In this novel, Niqula Mitri, a middle-aged cloth merchant, finds himself in Beirut after the city has been bombed and parts of it abandoned.  He explores the deserted city and his memories, often at the edges of continuing gunfire. His refuge is an underground room full of beautiful fabrics that he and his father had collected. It becomes his safe place where he can luxuriate in the sensuous natural materials.  He feels happy and powerful there where each night he wraps himself in one of the bolts of fabrics.  When he ventures out into the larger city, he finds himself attacked by packs of dogs and tries to mark off his safe space with his urine. In long, almost scholarly accounts he recaptures the histories of his parents and the Kurdish woman he loved, laying out as well the history of the fabrics and world from which they came.  He reaches out for a past that has disappeared and left him alone and rootless.  At the same time he seeks to make a life for himself in a world that is both familiar and unknown.

Barakat does not follow a clear plot, but rambles with Mitri around the city and his thoughts.  Her words are beautiful and satisfying, although they left me feeling that they hid as much as they revealed.  Perhaps readers with more knowledge of Beirut and the intersecting histories it contains will understand more than I did.   For me, the sense of mystery and confusion that pervades the book is just right.   Although I know little about the explicit location, I empathize because today we all must live and deal with physical and emotional remnants of a breaking and broken world.

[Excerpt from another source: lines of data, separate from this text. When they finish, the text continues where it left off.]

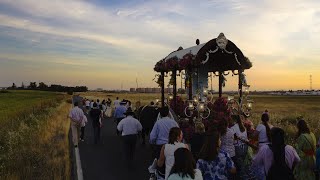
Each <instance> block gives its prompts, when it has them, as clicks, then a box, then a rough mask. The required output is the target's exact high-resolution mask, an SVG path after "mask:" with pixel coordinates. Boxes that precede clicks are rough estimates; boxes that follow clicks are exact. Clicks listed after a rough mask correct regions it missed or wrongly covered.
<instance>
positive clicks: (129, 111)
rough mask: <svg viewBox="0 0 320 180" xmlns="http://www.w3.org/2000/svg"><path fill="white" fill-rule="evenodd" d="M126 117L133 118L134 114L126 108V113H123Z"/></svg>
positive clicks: (131, 109) (130, 108)
mask: <svg viewBox="0 0 320 180" xmlns="http://www.w3.org/2000/svg"><path fill="white" fill-rule="evenodd" d="M123 114H124V115H126V116H133V115H134V112H133V111H132V108H131V107H128V109H127V111H126V112H125V113H123Z"/></svg>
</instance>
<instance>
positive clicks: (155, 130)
mask: <svg viewBox="0 0 320 180" xmlns="http://www.w3.org/2000/svg"><path fill="white" fill-rule="evenodd" d="M173 127H179V125H178V123H177V122H176V121H175V120H173V119H171V118H169V117H163V118H161V119H159V120H158V121H157V122H156V123H155V125H154V126H153V128H152V131H151V133H150V140H149V141H150V143H151V144H157V145H163V144H166V143H168V137H169V132H170V129H171V128H173Z"/></svg>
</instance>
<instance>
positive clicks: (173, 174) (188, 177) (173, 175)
mask: <svg viewBox="0 0 320 180" xmlns="http://www.w3.org/2000/svg"><path fill="white" fill-rule="evenodd" d="M168 180H203V178H202V174H201V171H200V170H199V169H195V174H194V179H192V178H191V177H190V176H189V175H188V176H185V177H181V175H180V174H178V173H174V174H171V175H170V176H169V177H168Z"/></svg>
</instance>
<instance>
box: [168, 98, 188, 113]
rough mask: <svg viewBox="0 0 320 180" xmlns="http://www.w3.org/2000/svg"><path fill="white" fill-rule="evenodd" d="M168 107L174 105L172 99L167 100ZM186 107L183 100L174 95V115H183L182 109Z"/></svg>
mask: <svg viewBox="0 0 320 180" xmlns="http://www.w3.org/2000/svg"><path fill="white" fill-rule="evenodd" d="M169 104H170V107H174V103H173V99H172V100H170V102H169ZM186 107H187V104H186V103H185V102H184V101H183V99H182V98H181V97H180V96H177V97H176V106H175V110H176V112H175V113H176V115H177V116H179V117H185V114H184V109H185V108H186Z"/></svg>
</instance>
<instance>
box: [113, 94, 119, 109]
mask: <svg viewBox="0 0 320 180" xmlns="http://www.w3.org/2000/svg"><path fill="white" fill-rule="evenodd" d="M113 106H114V110H116V109H117V107H119V106H120V100H119V97H117V98H116V100H114V101H113Z"/></svg>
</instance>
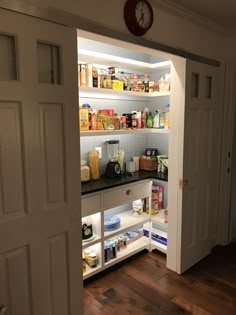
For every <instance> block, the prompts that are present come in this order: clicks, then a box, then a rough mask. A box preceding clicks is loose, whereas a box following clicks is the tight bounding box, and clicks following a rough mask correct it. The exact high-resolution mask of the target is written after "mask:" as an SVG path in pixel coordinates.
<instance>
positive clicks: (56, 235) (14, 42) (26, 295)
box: [0, 10, 83, 315]
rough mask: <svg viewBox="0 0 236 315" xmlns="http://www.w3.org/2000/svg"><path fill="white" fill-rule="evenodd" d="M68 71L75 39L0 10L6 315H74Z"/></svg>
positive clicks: (77, 309) (70, 172) (77, 165)
mask: <svg viewBox="0 0 236 315" xmlns="http://www.w3.org/2000/svg"><path fill="white" fill-rule="evenodd" d="M76 64H77V53H76V31H75V30H72V29H70V28H66V27H63V26H59V25H56V24H52V23H49V22H46V21H42V20H39V19H34V18H31V17H27V16H25V15H20V14H17V13H13V12H10V11H5V10H1V11H0V304H3V305H4V306H6V307H7V308H8V314H9V315H79V314H82V309H83V307H82V268H81V236H80V232H81V223H80V177H79V176H80V173H79V131H78V113H77V66H76ZM0 307H1V306H0ZM2 308H3V307H2Z"/></svg>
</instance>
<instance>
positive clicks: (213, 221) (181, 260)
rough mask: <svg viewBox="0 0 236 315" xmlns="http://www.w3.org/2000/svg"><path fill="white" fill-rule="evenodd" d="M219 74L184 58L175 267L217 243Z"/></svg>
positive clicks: (190, 261) (218, 138)
mask: <svg viewBox="0 0 236 315" xmlns="http://www.w3.org/2000/svg"><path fill="white" fill-rule="evenodd" d="M222 77H223V76H222V75H221V70H220V68H219V67H214V66H208V65H205V64H201V63H197V62H193V61H188V60H187V62H186V85H185V86H186V89H185V115H184V138H183V147H184V150H183V181H182V187H181V188H182V192H180V193H181V194H182V213H181V210H180V214H179V222H180V223H179V225H180V233H179V234H180V235H178V237H179V238H180V239H181V242H180V248H179V254H178V257H177V271H178V272H179V273H182V272H184V271H185V270H186V269H188V268H189V267H191V266H192V265H194V264H195V263H197V262H198V261H199V260H201V259H202V258H204V257H205V256H207V255H208V254H209V253H210V251H211V248H212V247H213V246H214V245H215V243H216V235H217V224H218V192H219V175H220V146H221V126H222V125H221V123H222V92H223V84H222V82H220V81H221V80H222ZM222 81H223V80H222Z"/></svg>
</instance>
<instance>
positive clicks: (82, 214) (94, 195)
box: [81, 193, 101, 217]
mask: <svg viewBox="0 0 236 315" xmlns="http://www.w3.org/2000/svg"><path fill="white" fill-rule="evenodd" d="M81 205H82V217H85V216H87V215H91V214H93V213H96V212H99V211H100V210H101V194H100V193H99V194H95V195H88V196H85V197H82V200H81Z"/></svg>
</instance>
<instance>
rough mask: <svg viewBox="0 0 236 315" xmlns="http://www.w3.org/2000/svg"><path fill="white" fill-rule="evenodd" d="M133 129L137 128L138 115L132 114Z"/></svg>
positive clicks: (132, 125)
mask: <svg viewBox="0 0 236 315" xmlns="http://www.w3.org/2000/svg"><path fill="white" fill-rule="evenodd" d="M131 126H132V128H137V113H136V112H132V125H131Z"/></svg>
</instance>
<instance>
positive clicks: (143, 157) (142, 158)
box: [139, 156, 157, 171]
mask: <svg viewBox="0 0 236 315" xmlns="http://www.w3.org/2000/svg"><path fill="white" fill-rule="evenodd" d="M139 168H140V170H144V171H157V159H156V158H150V157H145V156H144V157H143V156H142V157H140V158H139Z"/></svg>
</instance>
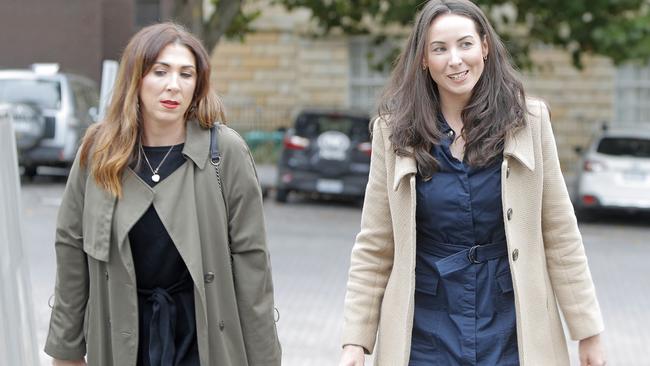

The language in book circles around cloth and its title, The Tiller of the Waters.

Planting and tilling the soil are but the weaving of life, the coming and the going, like the movement of a loom, and like the cycle of day and night coming to us in rotation, and like the linkage between sky and earth, life and death.

I strongly recommend this book for those readers who appreciate books with depth and complexity and a sense of what we may never know again.   This is not a book, however, for those who want their stories neat and action-filled.